LeBron James is in his ninth NBA season. He has zero championship rings. It would be ignorant to say that James is not the most talented — if not the overall best — player in the league. And yes, he took the easy way out when he teamed up with Dwyane Wade in Miami. But Wade has already led a team to a championship. This is all about LeBron.

James has transformed from a hero into a villain so quickly these past two years that he can no longer win. (As a reference, Forbes ranked James the sixth most disliked athlete in sports earlier this year.) That is, unless he — with help from D-Wade, and not the other way around — leads the Miami Heat to an NBA championship.

These playoffs are huge for James — for both his legacy and his image, on and off the court. The Finals are so wide open at the moment that if he fails to perform again in the playoffs, he is in serious jeopardy of losing his kingship; Prince James he may become. After all, kings have rings, don’t they?

This season, James posted typical LeBron numbers (27.1 points per game, 7.9 rebounds per game, 6.2 assists per game and 1.9 steals per game) to become the frontrunner for the NBA MVP award. He leads Miami in all of those categories. Yes, even the increasingly overrated Chris Bosh has been unable to muster up a measly eight rebounds a game.

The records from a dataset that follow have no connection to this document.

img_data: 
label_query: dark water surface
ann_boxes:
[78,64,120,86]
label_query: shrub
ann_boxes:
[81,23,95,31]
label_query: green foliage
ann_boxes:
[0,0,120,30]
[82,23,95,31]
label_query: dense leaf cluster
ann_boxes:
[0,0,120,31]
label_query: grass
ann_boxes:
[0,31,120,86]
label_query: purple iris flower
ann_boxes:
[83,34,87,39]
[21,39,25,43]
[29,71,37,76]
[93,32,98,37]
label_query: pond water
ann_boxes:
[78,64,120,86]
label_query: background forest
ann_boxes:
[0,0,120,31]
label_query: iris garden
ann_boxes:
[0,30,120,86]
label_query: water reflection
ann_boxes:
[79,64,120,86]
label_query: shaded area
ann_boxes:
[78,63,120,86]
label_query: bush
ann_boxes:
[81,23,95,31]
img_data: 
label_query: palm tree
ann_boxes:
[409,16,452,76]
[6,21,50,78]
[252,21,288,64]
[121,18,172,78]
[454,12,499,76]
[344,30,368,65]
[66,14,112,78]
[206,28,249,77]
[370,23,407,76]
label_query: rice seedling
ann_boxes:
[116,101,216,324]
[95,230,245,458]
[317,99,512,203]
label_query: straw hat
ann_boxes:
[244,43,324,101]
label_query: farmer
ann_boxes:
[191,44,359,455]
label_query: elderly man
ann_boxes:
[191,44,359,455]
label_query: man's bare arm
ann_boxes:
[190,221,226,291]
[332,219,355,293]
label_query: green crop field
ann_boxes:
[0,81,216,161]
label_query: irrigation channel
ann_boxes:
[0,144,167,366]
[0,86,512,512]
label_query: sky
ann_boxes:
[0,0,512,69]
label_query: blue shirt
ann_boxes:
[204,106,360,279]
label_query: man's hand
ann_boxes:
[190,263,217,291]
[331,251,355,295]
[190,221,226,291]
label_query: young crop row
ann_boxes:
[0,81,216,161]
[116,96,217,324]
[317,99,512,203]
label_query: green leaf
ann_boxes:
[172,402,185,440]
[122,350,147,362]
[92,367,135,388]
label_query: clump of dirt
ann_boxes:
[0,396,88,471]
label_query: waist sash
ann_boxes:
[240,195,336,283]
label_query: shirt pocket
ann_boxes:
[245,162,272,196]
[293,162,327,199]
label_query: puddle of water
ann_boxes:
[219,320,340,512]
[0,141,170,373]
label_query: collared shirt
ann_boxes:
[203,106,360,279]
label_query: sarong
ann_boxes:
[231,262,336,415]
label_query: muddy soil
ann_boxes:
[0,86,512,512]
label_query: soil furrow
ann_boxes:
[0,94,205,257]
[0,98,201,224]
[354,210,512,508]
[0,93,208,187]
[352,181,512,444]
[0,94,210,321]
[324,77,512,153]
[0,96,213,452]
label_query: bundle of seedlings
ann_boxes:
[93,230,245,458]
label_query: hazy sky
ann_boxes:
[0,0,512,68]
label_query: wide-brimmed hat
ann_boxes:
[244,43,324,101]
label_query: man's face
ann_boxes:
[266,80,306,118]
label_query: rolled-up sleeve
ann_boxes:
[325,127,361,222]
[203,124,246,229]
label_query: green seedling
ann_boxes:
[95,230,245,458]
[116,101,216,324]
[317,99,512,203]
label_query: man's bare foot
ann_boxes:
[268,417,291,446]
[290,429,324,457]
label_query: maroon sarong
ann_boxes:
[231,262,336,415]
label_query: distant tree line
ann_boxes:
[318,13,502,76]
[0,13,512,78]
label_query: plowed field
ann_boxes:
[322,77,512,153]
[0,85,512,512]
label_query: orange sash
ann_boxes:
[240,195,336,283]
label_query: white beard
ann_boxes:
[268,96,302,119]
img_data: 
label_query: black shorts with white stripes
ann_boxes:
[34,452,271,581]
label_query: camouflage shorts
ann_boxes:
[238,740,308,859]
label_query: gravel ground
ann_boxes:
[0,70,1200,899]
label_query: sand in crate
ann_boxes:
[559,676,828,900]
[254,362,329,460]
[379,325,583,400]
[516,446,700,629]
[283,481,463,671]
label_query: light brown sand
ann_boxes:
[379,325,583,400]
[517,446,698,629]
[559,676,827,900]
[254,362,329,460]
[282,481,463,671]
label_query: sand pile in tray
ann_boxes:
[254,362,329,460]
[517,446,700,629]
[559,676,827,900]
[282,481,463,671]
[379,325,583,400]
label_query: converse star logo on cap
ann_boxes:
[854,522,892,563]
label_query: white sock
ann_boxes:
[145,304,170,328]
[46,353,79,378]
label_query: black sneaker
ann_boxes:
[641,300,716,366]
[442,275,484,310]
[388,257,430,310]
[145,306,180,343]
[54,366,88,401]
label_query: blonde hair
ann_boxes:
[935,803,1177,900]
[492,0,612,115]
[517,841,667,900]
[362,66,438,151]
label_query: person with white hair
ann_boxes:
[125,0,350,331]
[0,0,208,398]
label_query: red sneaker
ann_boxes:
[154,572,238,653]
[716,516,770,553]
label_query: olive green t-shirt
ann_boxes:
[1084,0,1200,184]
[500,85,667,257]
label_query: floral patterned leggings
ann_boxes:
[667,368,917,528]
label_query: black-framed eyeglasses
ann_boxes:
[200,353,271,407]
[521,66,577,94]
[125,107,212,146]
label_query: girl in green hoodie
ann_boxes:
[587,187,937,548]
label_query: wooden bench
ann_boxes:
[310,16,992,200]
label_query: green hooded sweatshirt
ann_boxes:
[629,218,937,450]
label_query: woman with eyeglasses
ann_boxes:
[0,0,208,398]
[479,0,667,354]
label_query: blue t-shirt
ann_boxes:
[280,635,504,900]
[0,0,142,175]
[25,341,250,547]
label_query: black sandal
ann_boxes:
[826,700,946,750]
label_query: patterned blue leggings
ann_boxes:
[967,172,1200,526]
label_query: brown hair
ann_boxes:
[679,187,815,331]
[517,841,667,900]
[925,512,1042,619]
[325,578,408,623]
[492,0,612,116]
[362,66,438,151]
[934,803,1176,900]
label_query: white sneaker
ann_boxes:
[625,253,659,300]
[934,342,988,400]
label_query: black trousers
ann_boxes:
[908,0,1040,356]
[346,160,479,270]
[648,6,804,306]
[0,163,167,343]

Once again, these numbers mean nothing when all is said and done. We have seen him do this before, year in and year out. And sadly, it is not impressive anymore. The best get it done when it matters in the playoffs, and James has yet to deliver.

He is 0-2 in the NBA Finals, although he should be commended for carrying a mediocre Cleveland team all the way to the Finals in 2007, where they were swept by the San Antonio Spurs. There are no excuses for last season. James cowered in the biggest moments late in the games, deferring to Wade, who outperformed him throughout Dallas’ 4-2 series win. In the 2011 playoffs, James’ production dropped from the regular season, as he averaged 23.7 (versus 26.7) points per game on 47 (versus 51) percent shooting.

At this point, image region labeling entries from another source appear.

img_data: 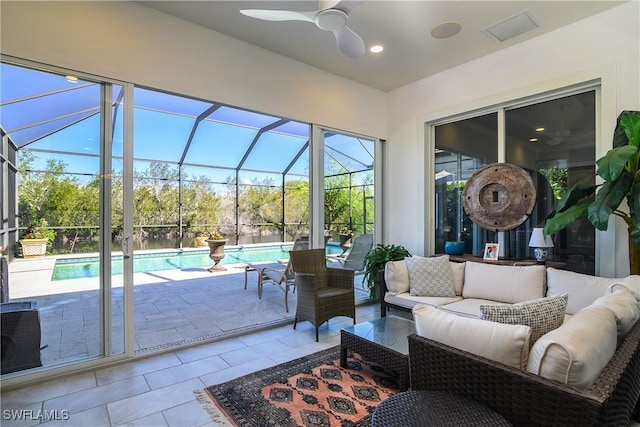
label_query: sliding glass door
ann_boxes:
[0,63,131,375]
[432,88,596,274]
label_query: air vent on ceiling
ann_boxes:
[482,10,540,42]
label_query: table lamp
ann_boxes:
[529,228,553,264]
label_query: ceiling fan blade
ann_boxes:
[333,26,364,59]
[318,0,365,13]
[240,9,316,23]
[318,0,341,10]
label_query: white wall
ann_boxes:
[386,1,640,276]
[0,1,387,138]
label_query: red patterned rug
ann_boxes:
[196,347,399,427]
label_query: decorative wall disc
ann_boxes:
[463,163,536,231]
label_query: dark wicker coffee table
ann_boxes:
[371,390,511,427]
[340,316,416,390]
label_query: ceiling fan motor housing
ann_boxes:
[316,9,349,31]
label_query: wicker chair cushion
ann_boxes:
[591,289,640,342]
[384,260,465,295]
[413,304,531,369]
[479,294,569,345]
[547,267,640,314]
[405,255,456,297]
[527,307,617,388]
[462,261,546,304]
[384,260,409,295]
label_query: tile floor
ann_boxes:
[0,304,380,427]
[9,257,368,366]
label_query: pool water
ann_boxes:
[51,244,341,280]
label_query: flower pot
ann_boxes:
[206,239,227,273]
[20,239,49,258]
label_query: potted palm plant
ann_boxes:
[544,111,640,274]
[362,244,411,299]
[20,218,56,258]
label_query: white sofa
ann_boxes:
[381,256,640,388]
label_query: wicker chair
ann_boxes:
[290,249,356,341]
[255,237,309,313]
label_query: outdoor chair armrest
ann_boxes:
[327,268,355,289]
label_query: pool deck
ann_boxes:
[9,255,368,366]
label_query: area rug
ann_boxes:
[196,347,399,427]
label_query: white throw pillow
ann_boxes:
[413,304,531,369]
[384,260,409,295]
[547,267,640,314]
[591,287,640,343]
[479,294,567,345]
[527,306,617,388]
[462,261,545,303]
[604,283,640,301]
[405,255,456,297]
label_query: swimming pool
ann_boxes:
[51,243,341,280]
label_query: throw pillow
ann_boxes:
[480,294,569,345]
[527,307,616,388]
[413,304,531,369]
[405,255,456,297]
[384,260,409,295]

This year has to be LeBron’s best shot to date at acquiring that elusive first title. Miami is a relentless team, constantly applying pressure on both ends of the court. One of the best- rated defensive teams, the Heat capitalize on their superior athleticism and decision-making in the open court. Erik Spoelstra has done a commendable job patrolling Miami’s sidelines, making sure that his team refuses to beat itself; the Heat rarely take bad shots and make its opponents work extremely hard to execute on offense. James and Wade will always be two of the best three players on the court, Bosh is no scrub and the Heat have the personnel to hit open shots as well as battle it out inside. Serious depth may be an issue, but I have got to think that Shane Battier, Udonis Haslem and Mike Miller (along with younger guns Mario Chalmers and Norris Cole) have just enough left in the tank to provide an impactful moment or two at some point in Miami’s playoff run.

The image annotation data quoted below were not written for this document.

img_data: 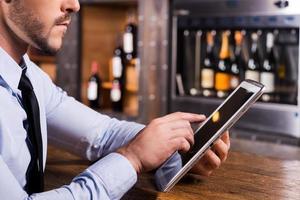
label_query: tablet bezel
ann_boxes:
[158,80,264,192]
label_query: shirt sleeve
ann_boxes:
[30,65,144,199]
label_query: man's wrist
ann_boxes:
[117,147,142,174]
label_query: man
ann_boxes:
[0,0,229,200]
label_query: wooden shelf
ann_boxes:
[102,82,138,93]
[29,55,55,63]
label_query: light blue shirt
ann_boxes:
[0,47,144,200]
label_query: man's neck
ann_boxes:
[0,20,28,63]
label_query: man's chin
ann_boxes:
[34,44,61,56]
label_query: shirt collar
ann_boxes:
[0,47,29,91]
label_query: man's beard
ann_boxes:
[9,1,70,55]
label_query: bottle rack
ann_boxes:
[81,1,138,116]
[169,0,300,141]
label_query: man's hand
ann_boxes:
[190,132,230,176]
[117,112,206,173]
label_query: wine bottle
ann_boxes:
[260,32,277,101]
[230,31,244,90]
[182,29,199,96]
[87,61,102,109]
[201,31,216,97]
[123,12,137,61]
[245,31,261,82]
[110,79,123,112]
[215,31,231,98]
[110,36,125,112]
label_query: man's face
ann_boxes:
[5,0,80,54]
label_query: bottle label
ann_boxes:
[87,81,98,101]
[260,72,275,93]
[110,83,121,102]
[123,33,133,53]
[245,70,259,82]
[215,72,230,91]
[230,75,240,89]
[201,69,214,88]
[112,56,123,78]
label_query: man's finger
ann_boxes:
[159,112,206,122]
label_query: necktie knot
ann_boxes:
[18,62,44,194]
[18,68,33,92]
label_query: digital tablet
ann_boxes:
[155,80,264,192]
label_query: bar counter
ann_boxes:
[45,146,300,200]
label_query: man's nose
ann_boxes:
[62,0,80,13]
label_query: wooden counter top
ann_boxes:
[45,147,300,200]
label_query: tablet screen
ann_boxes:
[155,87,254,190]
[182,87,254,165]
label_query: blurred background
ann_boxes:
[29,0,300,159]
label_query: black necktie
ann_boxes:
[18,66,44,194]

It’s weird because, despite how much fun James and the gang SHOULD be having this season while running opponents out of the gym, it doesn’t really seem like they are enjoying themselves too much. Sure, they win and put up gaudy numbers every night, and have all of the cute and over-the-top celebration routines down, but I still rarely see smiles or anything resembling genuine fun. It’s all business for LeBron now. He realizes people don’t like him, and his ever-presence under a microscope has made him shrink like George Costanza’s member after swimming in a cold pool.

The biggest caveat of this year’s Miami Heat team is exactly the same as last year’s: crunch time. Who is going to take the last shot? Can LeBron and Wade coexist and successfully play off of each other in the playoffs, against great defenses, in close games with the clock winding down? Both seem to perform better individually while the other is not on the floor, indicated by the Heat’s current 14-1 record, as Wade has missed several games this season due to injury. It remains to be seen.

The Miami Heat should make the NBA Finals again this season. Its biggest roadblock, the Chicago Bulls, is hoping its garden of Rose will be back in full force for the two teams’ inevitable meeting in the Eastern Conference Finals. If they can get by the Bulls, you would think that they are the NBA Finals favorites. Then again, that is probably what you thought last year. In the end, it will come down to LeBron’s and Wade’s ability to coexist as dominant, ball-hungry wing players on the same team.